This article appeared in the Spring 1978 (Issue #51) edition of the Kent Archaeological Review.
Permission should be sought from the Honorary editor (in writing) to reproduce or quote from articles in the K A R.
The CKA and the Honorary Editor are not responsible for opinions and statements expressed by contributors to the K A R.
Another Roman Site
In The North Kent Marshes.
Acting upon information received from Intelligence HQ at Dover, a visit was recently paid to the sewage disposal works in Denton Marshes east of Gravesend. The object was to investigate the finding of a quantity of Roman pottery handed in by the driver of a mechanical digger carrying out excavation work on the site. This was associated with the installation of two new treatment tanks which were being constructed to the south of the North Kent railway line, roughly 350 metres from the present river defences.
The source of the potsherds, which were of second century date and of good quality, including some samian ware, was clearly apparent in the side of the excavated area. It consisted of a localised dark layer containing occupational debris, sandwiched between two layers of alluvium, the upper 30 centimetres thick of brown silty clay and the lower of soft blue-grey clay.
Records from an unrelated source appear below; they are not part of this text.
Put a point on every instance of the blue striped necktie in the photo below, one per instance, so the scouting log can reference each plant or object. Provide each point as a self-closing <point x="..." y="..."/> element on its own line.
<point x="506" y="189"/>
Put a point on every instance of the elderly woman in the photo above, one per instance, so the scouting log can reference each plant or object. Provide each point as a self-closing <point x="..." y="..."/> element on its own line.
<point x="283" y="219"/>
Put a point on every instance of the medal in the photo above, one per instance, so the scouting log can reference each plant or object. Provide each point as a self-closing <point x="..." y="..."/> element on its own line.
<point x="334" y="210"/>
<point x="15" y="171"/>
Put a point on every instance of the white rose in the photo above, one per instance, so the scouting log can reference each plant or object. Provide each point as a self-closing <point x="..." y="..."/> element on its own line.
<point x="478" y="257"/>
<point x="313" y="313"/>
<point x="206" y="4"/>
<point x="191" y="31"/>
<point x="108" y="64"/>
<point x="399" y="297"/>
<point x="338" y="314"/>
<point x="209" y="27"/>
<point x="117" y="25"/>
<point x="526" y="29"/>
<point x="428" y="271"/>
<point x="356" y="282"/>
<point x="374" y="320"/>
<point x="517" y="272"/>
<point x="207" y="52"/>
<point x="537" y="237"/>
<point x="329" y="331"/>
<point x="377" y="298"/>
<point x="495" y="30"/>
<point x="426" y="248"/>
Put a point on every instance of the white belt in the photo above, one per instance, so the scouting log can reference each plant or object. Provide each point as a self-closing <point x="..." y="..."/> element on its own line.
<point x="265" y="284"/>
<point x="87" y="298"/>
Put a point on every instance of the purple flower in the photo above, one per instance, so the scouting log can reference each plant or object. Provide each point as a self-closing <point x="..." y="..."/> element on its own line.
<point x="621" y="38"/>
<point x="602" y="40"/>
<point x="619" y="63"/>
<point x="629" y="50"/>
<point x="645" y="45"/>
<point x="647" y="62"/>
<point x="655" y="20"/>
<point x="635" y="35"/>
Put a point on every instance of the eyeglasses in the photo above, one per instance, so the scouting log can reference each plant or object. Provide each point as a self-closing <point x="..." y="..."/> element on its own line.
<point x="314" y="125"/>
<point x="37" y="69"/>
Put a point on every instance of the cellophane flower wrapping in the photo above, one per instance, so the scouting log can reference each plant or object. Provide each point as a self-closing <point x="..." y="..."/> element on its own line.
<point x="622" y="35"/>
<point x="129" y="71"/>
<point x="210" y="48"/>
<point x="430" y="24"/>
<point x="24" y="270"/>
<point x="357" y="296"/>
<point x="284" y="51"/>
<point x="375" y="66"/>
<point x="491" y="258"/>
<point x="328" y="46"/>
It was established from borehole records that this was five metres thick with occasional pockets of organic peat material. The section suggested a heap rather than a pit and there was no sign of any adjacent structure. Apparently nothing had been noted during the excavation. This suggests that building remains are still there to be found, though in view of the low level relative to the river, it seems unlikely that they will be substantial.
Contact has been made with the Southern Water Authority and it is hoped that any further developments in the area will be notified so that a close archaeological watch can be mounted.